学校でいつもひとりぼっちだった11歳の小学生の少女ソンは、転校生のジアと親しくなり、友情を築いていくが、新学期になると2人の関係に変化が訪れる。また、共働きの両親を持つソンと、裕福だが問題を抱えるジアの家庭の事情の違いからも、2人は次第に疎遠になってしまう。ソンはジアとの関係を回復しようと努めるが、些細なことからジアの秘密をばらしてしまい……。2016年・第17回東京フィルメックスで上映され、観客賞などを受賞した。




(「映画.com」より)
https://eiga.com/movie/85794/



存在を無視するようないじめを受けたり、やっとできた転校生の友達に裏切られたり、11歳の少女が体験する悲しみを淡々と描いている。描写はドラマ性を抑えてリアル。




最初にドッチボールのシーンがある。


少女・ソンはボールをあてられてラインの外に出るが、その後ソンにボールを渡してくれるひとはいない。ラインのなかにもどれないソンは、目はボールを追いながら笑っている。

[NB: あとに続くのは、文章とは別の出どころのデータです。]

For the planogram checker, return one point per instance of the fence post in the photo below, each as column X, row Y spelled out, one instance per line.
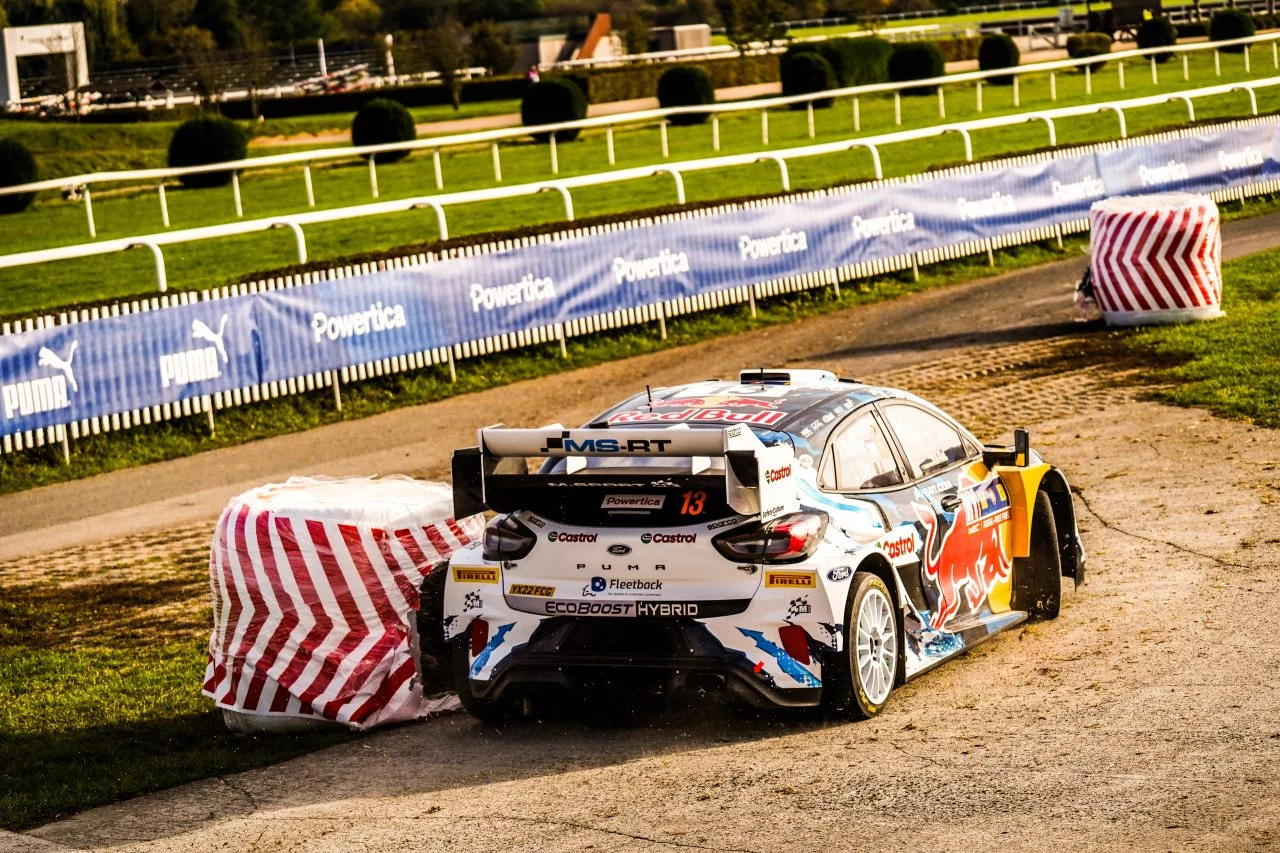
column 311, row 194
column 88, row 211
column 164, row 205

その笑いが存在を消されている少女の悲しみの表情だと、もう少し映画が進行してくるとわかる。


ジアという少女が転校してくる。ジアソンがいじめにあっているということを知らない。ふたりは、急速に親しくなる。


しかし、新学期がはじまると、ソンジアから無視されるようになる。ジアは、ソンをいじめる側の子たちと行動をともにする。ソンは傷つくが、ジアとの友情をとりもどしたいとおもっている。


こじれにこじれたソンジアの関係だけれど、お互いを慕う気持ちが完全に消えてはいなかった。



ソンを演じたチェ・スインが、すばらしい。ほとんど演技経験がないという。この繊細な演技は、演出の手腕なのか。チェ・スインのちいさな表情の変化から目が離せない。




妻は途中一度も台所へ立たなかったし、わたしのホッピーは、氷がすっかり融けていた(笑)。